German geologist and paleontologist (1861–1917)

Fritz Daniel Frech (26 March 1861 - 28 September 1917) was a German geologist and paleontologist.

Frech was born in Berlin. He studied natural sciences at the universities of Leipzig, Bonn and Berlin, receiving his doctorate in 1882 with a thesis on the coral fauna of the Late Devonian period in Germany. In 1887 he obtained his habilitation from the University of Halle, and in 1897 was appointed a full professor of geology and paleontology at the University of Breslau.

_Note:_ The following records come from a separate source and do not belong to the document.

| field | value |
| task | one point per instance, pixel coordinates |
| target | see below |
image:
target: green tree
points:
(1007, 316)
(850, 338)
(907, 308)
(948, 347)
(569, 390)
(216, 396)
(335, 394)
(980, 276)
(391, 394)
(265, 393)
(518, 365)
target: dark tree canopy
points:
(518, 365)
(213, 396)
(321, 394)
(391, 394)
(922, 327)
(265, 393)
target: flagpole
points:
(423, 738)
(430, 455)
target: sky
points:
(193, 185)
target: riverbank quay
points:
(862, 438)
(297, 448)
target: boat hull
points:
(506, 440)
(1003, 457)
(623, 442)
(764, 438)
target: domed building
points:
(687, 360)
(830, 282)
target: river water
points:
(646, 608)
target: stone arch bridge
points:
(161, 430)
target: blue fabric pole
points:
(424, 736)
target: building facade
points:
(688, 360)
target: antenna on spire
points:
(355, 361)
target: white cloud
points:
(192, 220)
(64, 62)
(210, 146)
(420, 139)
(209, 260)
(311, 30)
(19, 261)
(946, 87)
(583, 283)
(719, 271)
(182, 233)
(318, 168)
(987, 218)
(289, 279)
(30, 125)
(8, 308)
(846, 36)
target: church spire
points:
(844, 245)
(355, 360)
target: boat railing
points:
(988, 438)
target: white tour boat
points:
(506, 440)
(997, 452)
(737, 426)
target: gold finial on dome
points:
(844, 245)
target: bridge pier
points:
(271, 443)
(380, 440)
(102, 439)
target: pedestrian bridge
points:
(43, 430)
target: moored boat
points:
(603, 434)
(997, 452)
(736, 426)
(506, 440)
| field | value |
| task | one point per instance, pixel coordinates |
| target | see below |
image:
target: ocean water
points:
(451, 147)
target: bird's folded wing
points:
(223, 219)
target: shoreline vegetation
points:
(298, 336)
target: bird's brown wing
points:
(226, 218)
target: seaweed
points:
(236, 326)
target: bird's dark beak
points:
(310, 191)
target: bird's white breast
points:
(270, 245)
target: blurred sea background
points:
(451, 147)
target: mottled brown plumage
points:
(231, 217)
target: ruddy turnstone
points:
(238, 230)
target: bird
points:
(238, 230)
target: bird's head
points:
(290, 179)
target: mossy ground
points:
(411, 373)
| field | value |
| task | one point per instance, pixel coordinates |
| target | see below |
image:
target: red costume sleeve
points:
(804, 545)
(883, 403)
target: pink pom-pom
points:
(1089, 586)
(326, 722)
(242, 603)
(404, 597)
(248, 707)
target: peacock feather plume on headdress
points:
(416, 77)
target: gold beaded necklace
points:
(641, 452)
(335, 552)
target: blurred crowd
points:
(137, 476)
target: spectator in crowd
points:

In 1912 he was named vice-president of the newly formed Paläontologischen Gesellschaft. During World War I, he died in Aleppo while serving as a senior geologist under the command of the German army.

He published extensively on fossil invertebrates, being especially interested in extinct fauna from a stratigraphic-geological perspective. From 1913 he was an editor of the "Neues Jahrbuch für Mineralogie, Geologie and Paläontologie".

== Selected works ==
- Lethae geognostica: Handbuch der Erdgeschichte mit Abbildungen der für die Formationen bezeichnendsten Versteinerungen, (3 volumes, 1876-. with Ferdinand von Roemer) - Lethae geognostica; handbook of geological history with pictures of the most significant of the fossil formations (Frech wrote most of the section dealing with Palaeozoic formations and all of the volume describing the Triassic).
- Geologie der Umgegend von Haiger bei Dillenburg (Nassau) Nebst einem palaeontologischen anhang, 1888 - Geology of the environs of Haiger near Dillenburg (Nassau) along with palaeontological notes.
- Die Karnischen Alpen ein beitrag zur vergleichenden gebirgs-tektonik, 1892 - The Carnic Alps, a contribution to comparative mountain-tectonics.
- Die Steinkohlenformation, 1899 - Coal formation.
- Aus der vorzeit der erde, 1910 - On the prehistoric earth.
- Ammoneae devonicae (clymeniidae, aphyllitidae, gephyroceratidae, cheiloceratidae), 1913 - Devonian ammonites (Clymeniidae, Aphyllitidae, Gephyroceratidae, Cheiloceratidae). Part of the series "Fossilium catalogus".
- Allgemeine geologie, 1914 - General geology.